The optional handle lets you pump with just one hand. It's big and a bit awkward to hold, but it also frees up one hand. I used it about half the time. The other half, I just leaned over and balanced the bottles on my thighs.  I you really need your hands free--say you're pumping for all your baby's feeds or are at work--then I'd advise getting a hands-free pumping bra.

This pump comes with two sizes of flexible silicone shields. (They're labeled 1 and 2, but honestly I couldn't tell the difference between the two!) 

Includes an insulated cooler with a reusable ice pack.

Cons

Hands down, the biggest drawback is the slow pump cycles.

The Breastflow Memory Pump is an open-system pump. Like the Medela pump, contaminants can enter the tubing, work their way into the motor, and come back into your pumped milk. If you want a pump that won't contaminate your milk, or one you can share between users, go with an Ameda Purely Yours or Hygieia Enjoye. Both are closed-system pumps.

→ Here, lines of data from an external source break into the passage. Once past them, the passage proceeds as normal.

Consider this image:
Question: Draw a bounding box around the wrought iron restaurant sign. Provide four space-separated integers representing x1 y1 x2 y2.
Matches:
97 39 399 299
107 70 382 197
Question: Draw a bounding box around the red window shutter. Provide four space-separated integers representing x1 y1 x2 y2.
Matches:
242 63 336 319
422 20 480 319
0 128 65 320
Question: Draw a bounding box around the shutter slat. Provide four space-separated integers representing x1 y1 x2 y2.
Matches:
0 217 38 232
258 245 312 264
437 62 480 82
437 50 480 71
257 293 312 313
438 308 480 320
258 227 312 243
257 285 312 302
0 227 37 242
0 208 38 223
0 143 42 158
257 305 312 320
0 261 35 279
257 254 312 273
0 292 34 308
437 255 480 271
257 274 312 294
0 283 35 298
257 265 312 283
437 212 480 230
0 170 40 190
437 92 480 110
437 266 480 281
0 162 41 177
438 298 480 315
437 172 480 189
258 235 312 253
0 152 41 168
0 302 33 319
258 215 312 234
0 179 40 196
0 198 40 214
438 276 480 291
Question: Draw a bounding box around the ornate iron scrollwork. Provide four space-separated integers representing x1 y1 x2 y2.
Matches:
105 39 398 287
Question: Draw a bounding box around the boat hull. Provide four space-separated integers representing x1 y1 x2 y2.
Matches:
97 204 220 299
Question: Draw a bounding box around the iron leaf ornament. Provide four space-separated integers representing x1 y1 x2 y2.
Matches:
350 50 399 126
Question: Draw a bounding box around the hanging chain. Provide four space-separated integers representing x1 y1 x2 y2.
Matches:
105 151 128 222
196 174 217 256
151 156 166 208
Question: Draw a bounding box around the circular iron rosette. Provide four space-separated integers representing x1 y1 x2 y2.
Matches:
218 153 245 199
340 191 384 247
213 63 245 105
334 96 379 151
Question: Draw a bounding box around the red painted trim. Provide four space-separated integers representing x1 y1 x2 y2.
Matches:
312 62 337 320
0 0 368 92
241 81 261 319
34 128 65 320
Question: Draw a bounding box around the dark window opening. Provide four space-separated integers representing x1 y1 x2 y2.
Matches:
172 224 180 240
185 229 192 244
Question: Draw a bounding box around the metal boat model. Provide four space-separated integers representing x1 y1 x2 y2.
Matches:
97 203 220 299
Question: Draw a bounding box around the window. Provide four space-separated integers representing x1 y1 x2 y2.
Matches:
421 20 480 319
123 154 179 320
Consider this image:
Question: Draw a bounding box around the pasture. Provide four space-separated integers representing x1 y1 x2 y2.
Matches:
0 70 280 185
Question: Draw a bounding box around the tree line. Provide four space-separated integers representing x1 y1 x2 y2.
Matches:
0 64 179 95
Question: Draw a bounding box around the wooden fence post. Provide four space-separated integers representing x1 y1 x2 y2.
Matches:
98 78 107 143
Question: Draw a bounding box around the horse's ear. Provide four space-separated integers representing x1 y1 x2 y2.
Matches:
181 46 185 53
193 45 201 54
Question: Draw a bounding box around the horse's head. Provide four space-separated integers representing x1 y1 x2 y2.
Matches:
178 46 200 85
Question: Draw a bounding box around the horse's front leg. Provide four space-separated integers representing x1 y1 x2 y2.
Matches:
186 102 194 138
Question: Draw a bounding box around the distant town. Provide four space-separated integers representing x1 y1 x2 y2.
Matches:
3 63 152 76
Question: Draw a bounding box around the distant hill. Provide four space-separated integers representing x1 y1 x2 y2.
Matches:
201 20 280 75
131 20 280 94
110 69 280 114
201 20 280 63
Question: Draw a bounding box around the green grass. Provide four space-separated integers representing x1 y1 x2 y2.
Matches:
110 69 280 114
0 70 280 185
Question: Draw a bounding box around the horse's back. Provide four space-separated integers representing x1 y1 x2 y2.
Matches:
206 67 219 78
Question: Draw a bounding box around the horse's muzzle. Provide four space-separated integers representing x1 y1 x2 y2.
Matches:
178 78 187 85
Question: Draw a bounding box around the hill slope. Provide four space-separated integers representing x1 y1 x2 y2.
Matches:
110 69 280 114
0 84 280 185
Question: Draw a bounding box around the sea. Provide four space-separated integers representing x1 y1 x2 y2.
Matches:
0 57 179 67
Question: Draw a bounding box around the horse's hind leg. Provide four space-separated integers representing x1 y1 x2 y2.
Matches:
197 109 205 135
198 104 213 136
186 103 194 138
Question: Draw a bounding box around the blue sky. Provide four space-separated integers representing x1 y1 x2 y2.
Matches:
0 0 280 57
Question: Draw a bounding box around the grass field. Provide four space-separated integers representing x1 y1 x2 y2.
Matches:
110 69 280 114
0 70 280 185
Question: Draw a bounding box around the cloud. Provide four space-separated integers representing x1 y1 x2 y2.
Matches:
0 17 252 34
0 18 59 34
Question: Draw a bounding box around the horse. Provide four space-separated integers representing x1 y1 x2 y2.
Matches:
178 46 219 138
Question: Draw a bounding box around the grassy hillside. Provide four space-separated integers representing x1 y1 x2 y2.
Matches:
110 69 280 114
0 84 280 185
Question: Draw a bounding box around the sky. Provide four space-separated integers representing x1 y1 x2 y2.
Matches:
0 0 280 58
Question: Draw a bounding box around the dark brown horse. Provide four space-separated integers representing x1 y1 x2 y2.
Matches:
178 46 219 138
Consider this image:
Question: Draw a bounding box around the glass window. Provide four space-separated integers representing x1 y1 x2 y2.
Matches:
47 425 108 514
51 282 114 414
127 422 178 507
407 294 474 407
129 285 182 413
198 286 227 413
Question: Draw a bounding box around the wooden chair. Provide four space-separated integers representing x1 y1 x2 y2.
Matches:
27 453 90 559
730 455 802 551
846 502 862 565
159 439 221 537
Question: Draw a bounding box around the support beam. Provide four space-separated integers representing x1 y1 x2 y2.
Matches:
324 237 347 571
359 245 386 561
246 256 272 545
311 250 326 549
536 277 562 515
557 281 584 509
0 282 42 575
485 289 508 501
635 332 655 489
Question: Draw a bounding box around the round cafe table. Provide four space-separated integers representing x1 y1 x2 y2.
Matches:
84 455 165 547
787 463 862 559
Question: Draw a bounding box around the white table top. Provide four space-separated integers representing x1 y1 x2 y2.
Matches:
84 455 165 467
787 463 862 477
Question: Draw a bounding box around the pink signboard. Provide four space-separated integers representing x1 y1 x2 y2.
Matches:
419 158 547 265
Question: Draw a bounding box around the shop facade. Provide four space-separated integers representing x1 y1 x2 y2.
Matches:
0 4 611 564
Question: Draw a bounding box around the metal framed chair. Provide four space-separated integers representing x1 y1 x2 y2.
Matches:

The First Years is not a WHO Code compliant company because of how it markets its infant feeding bottles. The only breast pump manufacturer that is consistently compliant is Hygeia. (Ameda sometimes makes the list, sometimes not.)

The pump kits have more parts than the Ameda or Medela. Not a huge difference for cleaning, but worth noting. On the upside, you can put all the parts--valves included--into the the top rack of a dishwasher.